Öncelikle yeterli tuvalet eğitimi verilmemesi ya da bu eğitime yeterli yanıt alınmaması nedeniyle bağırsak kontrolü hiç kazanılmamış olabilir. Bunun yanında genellikle ruhsal bir bozukluğa bağlı olarak, fizyolojik bağırsak kontrolü normal olmasına rağmen, uygun yerlere dışkılamayla ilgili kurallara karşı isteksizlik, direnç olabilir. Bu durum ebeveyn-çocuk arasındaki tuvalet eğitimi çatışmasından ya da ağrılı dışkılama nedeniyle dışkının tutulmasından kaynaklanabilir. Fizyolojik olarak dışkıyı tutamamanın sonucunda ise bağırsak içeriğinin birikmesine bağlı olarak kaçırma ve uygunsuz yerlere dışkılama görülebilir. Tuvalet eğitimini tamamlayamamış veya tuvalete oturmayı reddeden çocukların daha zor mizaca sahip olabilecekleri, zor mizacın da bağırsak denetimi sorunlarına yol açabileceği düşünülmektedir.

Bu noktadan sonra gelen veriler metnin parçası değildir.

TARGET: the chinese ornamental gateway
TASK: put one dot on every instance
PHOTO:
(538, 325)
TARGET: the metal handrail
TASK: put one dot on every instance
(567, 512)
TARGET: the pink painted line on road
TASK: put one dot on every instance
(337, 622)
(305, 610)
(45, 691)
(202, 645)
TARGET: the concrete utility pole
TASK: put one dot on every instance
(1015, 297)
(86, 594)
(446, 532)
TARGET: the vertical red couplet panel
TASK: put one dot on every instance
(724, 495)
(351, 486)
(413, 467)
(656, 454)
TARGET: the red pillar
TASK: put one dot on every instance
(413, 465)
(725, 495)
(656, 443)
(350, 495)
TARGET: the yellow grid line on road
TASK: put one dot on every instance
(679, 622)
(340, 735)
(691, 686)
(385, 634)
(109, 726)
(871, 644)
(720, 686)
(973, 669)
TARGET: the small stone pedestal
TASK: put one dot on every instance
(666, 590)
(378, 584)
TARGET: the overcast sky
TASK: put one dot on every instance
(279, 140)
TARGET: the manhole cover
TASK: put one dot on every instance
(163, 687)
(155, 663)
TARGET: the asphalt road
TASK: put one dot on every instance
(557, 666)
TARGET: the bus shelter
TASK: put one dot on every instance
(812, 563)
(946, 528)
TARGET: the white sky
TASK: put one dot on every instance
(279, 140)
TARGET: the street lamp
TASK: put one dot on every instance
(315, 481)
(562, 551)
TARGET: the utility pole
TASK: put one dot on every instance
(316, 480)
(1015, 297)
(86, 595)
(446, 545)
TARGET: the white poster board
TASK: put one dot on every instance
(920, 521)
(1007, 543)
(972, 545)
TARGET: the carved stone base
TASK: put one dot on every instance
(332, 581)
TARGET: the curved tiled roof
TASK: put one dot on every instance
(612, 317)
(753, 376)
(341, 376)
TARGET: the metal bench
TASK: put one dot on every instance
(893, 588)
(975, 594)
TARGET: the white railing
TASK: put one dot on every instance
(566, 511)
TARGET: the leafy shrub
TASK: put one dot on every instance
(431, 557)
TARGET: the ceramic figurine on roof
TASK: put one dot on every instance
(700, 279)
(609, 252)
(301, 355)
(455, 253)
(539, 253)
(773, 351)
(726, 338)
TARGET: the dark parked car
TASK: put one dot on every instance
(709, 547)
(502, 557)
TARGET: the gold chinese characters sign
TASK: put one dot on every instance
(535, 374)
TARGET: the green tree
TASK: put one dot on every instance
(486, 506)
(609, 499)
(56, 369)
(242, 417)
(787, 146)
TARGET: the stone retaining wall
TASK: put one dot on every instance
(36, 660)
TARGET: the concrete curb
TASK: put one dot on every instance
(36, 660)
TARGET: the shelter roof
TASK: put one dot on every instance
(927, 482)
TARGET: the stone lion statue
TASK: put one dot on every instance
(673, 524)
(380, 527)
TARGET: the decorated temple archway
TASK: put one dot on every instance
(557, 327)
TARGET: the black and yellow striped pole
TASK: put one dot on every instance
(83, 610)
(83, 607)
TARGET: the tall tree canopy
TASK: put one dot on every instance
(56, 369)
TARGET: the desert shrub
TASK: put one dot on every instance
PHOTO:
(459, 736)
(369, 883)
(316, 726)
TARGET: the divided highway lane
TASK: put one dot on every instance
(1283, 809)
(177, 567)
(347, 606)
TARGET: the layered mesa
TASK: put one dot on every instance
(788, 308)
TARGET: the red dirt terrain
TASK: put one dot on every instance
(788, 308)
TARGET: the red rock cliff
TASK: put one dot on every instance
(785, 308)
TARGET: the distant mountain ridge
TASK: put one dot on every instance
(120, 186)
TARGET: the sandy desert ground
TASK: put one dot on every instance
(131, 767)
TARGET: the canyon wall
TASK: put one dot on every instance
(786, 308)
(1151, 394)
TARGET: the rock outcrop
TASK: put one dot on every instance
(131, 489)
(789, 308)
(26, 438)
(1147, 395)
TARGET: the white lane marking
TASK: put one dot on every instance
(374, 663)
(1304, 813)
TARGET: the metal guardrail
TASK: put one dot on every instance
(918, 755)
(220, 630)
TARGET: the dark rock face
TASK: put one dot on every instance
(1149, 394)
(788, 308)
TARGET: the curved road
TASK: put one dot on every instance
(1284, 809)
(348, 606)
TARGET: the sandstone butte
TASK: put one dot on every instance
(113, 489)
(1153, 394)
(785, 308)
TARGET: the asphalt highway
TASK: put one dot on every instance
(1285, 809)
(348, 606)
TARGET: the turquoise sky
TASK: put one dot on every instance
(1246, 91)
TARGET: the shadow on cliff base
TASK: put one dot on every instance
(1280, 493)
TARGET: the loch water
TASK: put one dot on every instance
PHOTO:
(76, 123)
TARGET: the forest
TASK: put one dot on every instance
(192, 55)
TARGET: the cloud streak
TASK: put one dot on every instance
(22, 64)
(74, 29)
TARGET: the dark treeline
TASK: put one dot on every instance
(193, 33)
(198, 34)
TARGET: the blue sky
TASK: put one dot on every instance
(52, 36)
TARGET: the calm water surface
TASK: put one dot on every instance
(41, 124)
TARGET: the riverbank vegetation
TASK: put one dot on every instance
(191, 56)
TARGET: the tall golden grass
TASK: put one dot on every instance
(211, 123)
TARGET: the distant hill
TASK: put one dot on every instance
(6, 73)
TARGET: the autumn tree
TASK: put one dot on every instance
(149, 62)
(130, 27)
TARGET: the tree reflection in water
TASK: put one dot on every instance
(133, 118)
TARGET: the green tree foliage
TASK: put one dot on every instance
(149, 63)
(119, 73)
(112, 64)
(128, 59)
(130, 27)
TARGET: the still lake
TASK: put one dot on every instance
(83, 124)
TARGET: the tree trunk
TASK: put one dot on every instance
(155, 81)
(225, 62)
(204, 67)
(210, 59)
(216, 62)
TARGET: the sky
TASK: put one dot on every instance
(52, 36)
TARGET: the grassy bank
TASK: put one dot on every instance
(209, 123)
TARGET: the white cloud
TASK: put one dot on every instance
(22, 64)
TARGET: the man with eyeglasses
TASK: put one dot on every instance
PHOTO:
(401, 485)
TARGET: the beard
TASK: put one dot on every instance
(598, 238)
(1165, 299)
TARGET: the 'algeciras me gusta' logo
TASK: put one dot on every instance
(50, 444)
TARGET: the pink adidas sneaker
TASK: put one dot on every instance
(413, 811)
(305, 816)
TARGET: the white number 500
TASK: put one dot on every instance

Zor mizacın yanı sıra zorlayıcı yaşam olaylarının ve ebeveyn-çocuk çatışmasının da enkoprezis ile ilişkili olduğu bilinmektedir. Bu bilgiler göz önünde bulundurulduğunda, enkoprezisi olan çocuklarda davranışsal sorunların sık görüleceği, annelerinde kaygı düzeyinin daha yüksek olacağı düşünülmektedir. Çocuğun zor mizaç özelliklerinin ebeveyn ve çocuk arasında çatışmaya ve tuvalet eğitiminde sorunlara yol açabileceği düşünülmektedir Enkoprezis süreğen ve tekrarlayan bir bozukluk olması nedeniyle çocuk ve aile için stres yaratan bir durumdur. Enkoprezisi olan çocuklarda kaygı, depresyon, dikkat ve davranış sorunlarının sık görüldüğü, okul başarılarının diğer çocuklara göre daha düşük olduğu görülmektedir. Tedavisinde ise enürezisde de olduğu gibi; ilaçla tedavi, davranışsal tedaviler kullanılmaktadır, takvim tutma yöntemi önerilebilir ve aile içindeki sorunların ve gerginliklerin giderilmesi belirtileri azaltabilmektedir.